Il y a ceux qui passent des heures à chercher une destination sur les sites de voyages, des heures à hésiter sur le bon hôtel à prendre, à faire des calculs pour trouver les bonnes dates de départ et de retour. Il y a ceux qui changent de ville pour louer des bungalows sur une des plages qui jalonnent nos 1200 km de côte.
Et il y a ceux, beaucoup plus nombreux, qui ne peuvent s'offrir ni l'un ni l'autre. Contraints de rester chez eux, ils font avec les moyens du bord pour se divertir en ce mois d'août harassant de chaleur. Se prélasser au bord de l'eau, se détendre sous le soleil, s'adonner à des activités de loisirs pieds dans l'eau est un luxe que les Algériens ont de plus en plus de mal à s'offrir. Les colonies de vacances se font rares et les centres de vacances n'ouvrent pas toutes leurs portes.
«Plus de 70% des centres de vacances, gérés depuis les années 1970 par les œuvres sociales, sont alloués à des entreprises qui ont fait faillite. Ils sont fermés et déserts», explique Mourad Kezzar, consultant en management hôtelier et touristique. «La situation s'aggrave et les enfants sont les premiers à en pâtir.» Ils représentent près de 28% de la population et peu d'entre eux ont droit à de vraies vacances.
Des vacances à Jijel pour 10 fois le SMIG
Dans l'Algérois, ils ont le choix entre une cinquantaine de plages et quelques piscines (elles se comptent sur les doigts d'une main) qu'il n'est pas toujours facile de rejoindre faute de transport.

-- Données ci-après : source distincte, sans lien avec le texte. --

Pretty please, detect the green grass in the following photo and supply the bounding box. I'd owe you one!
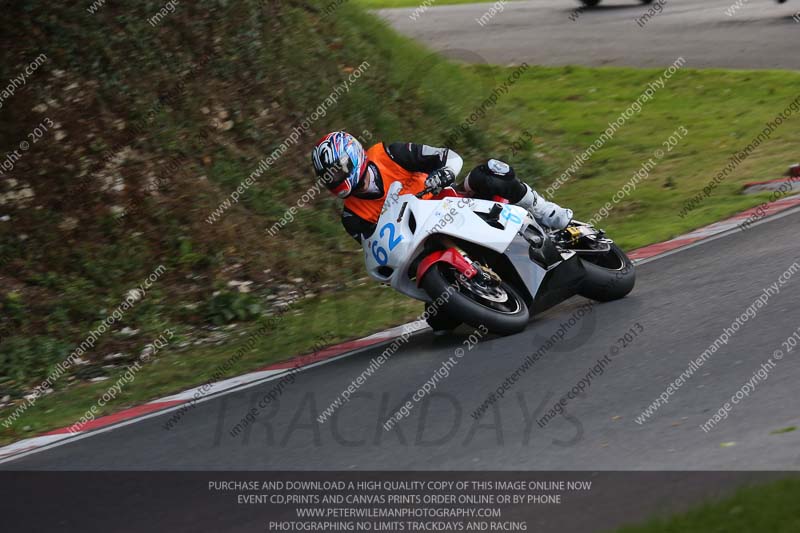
[480,67,800,249]
[616,479,800,533]
[0,282,423,444]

Mais pas seulement. «Nos plages sont de moins en moins plaisantes. Elles sont gérées par des petits jeunes qui ne savent rien du métier, ça donne un effet d'anarchie», explique Djallal, la quarantaine, cadre dans une entreprise privée.
«Cette année, je suis allé dans une résidence à Béjaïa», ajoute cet Algérois qui, pour la quatrième année consécutive, boude les plages algéroises. Les deux journées de plage qu'il s'est offert avec sa femme et sa fille lui ont coûté… 20 000 DA ! «J'en ai eu pour 14 000 DA de location et le reste pour manger, on a profité de la mer. Je ne peux pas m'offrir plus, c'est beaucoup trop cher.» Pour lui, les vacances ont duré un week-end.
Nager dans les fontaines publiques
La demande est forte, mais l'offre est loin de contenter les attentes. Nos sites balnéaires sont hors de prix. Quelles sont les formules de vacances proposées aux familles nécessiteuses (plus d'un million selon les statistiques officielles) ? La réponse est simple : rien qui puisse contenter leurs petites bourses.
Petit illustration : l'agence de voyages Touring voyages Algérie a élaboré un programme de vacances dans des villes côtières de Aïn Témouchent, Boumerdès et Jijel. Les tarifs de location d'un chalet varient entre 6000 et 8000 DA/jour. Soit 42 000 DA pour une semaine, près de 170 000 DA pour un mois. Pour s'offrir ne serait-ce que deux semaines de vacances, un couple avec deux enfants aurait besoin de plus de cinq fois le SMIG, sans compter les frais de restauration et de loisirs, quand loisir il y a.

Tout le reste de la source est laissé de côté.